According to the study, over 414,850 people migrated from Northeast India to other mega
cities of India during 2005 and 2010. It is 12 times growth from 34,000 populations in 2005
in the last six years. The annual average increasing number of migration is 13.62%, which is
about 50,000. By now, about 500,000 people have migrated, and this will increase up to 50
lakhs migrants in next five years.
Delhi is one of the most preferred destinies for the North East migrants. It has over 200,000
North East migrants, which is 48.21%. Only 5% of migrants return to North East India after
completing their studies.
The 66.35% of the North East migrants migrate for higher studies, out of which, 78.15% for
graduate studies, 11.48% for Engineering/managerial, 6.80% for Research/Ph. D. and 3.57%
for medical studies while 35% of migrants migrate for employment opportunities in other
cities of India with 15% for Government jobs and 85% for un-organized private sectors.
There are numbers of push factors for the North East Indians to migrate to Delhi, Bengaluru,
Chennai, Mumbai, Kolkata and other cities.

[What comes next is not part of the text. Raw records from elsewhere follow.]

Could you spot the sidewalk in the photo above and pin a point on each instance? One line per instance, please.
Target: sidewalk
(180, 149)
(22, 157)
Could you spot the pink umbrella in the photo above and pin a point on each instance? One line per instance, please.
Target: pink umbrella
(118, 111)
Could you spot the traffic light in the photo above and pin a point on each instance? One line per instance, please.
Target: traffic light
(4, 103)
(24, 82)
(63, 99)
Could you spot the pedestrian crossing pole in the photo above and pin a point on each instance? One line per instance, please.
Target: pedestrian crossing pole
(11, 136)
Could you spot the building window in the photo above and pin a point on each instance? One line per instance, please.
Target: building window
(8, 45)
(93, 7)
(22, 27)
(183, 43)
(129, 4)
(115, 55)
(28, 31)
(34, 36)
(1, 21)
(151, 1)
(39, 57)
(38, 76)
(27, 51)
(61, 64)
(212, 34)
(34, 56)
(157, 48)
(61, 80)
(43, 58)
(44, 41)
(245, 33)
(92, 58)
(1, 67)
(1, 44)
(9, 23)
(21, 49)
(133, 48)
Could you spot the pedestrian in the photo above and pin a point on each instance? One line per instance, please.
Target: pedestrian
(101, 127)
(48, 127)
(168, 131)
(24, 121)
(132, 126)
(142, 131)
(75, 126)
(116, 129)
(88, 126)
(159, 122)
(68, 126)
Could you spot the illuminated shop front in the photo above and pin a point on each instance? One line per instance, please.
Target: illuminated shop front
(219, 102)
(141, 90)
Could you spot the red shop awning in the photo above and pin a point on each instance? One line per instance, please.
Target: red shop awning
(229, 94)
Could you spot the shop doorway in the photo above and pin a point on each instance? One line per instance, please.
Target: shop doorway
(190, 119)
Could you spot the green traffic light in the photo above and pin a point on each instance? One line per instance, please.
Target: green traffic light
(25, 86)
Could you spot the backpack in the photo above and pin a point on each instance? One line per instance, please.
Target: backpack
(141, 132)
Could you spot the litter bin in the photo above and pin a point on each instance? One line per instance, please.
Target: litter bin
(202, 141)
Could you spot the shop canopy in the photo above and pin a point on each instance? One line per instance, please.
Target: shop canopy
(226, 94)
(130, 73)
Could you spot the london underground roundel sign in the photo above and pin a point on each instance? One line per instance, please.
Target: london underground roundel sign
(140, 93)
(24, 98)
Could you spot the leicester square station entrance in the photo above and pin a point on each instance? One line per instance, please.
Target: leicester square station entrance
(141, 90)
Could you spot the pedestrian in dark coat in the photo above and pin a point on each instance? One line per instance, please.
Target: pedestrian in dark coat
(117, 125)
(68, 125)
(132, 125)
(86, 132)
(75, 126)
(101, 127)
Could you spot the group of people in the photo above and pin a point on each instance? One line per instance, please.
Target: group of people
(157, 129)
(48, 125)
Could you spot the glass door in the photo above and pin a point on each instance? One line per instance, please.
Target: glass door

Identification of these push factors is important
as it reveals the real life situation of the region that existed for years without any specific plan
to address the problem. The push factors include the following.

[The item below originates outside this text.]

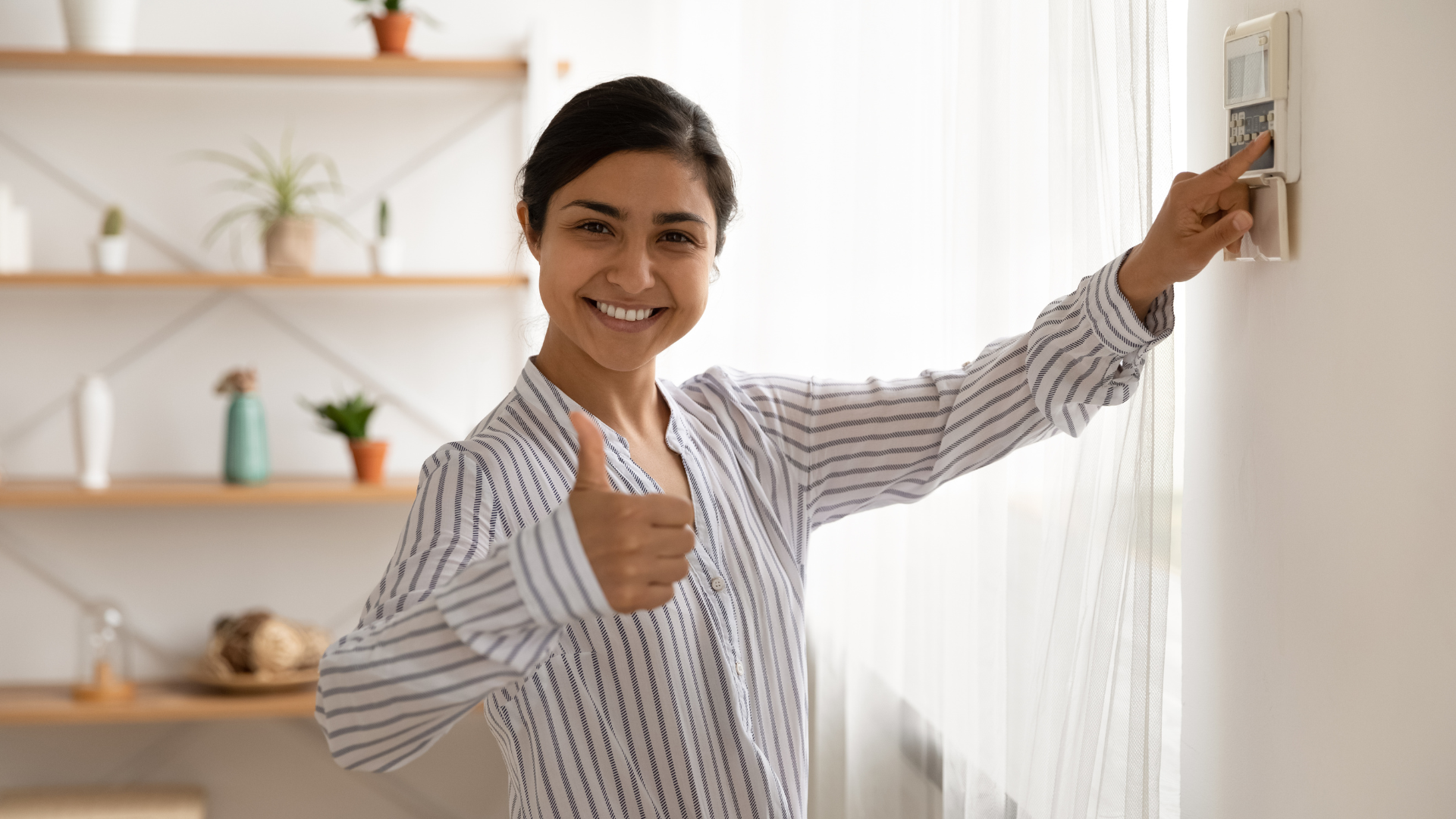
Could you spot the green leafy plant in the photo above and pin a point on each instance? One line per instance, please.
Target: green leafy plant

PUSH FACTORS FOR MIGRATION
Lack of Educational Infrastructure the Main Push Factor
The lack of the educational infrastructure with limited choice of studies available in the North
East India, is a major push factor for migration to other cities and overseas. The study finds
that the lack of educational infrastructure with limited choice of education is the main push
factor to the migration from the region. The educational system is badly affected. This should
be a top concern for the entire region. Almost all government-run schools have failed and the
high school and higher secondary education survived because of the private schools. The
most affected state is Manipur where there are about 100 days without classes in a year as
schools are closed due to public strikes.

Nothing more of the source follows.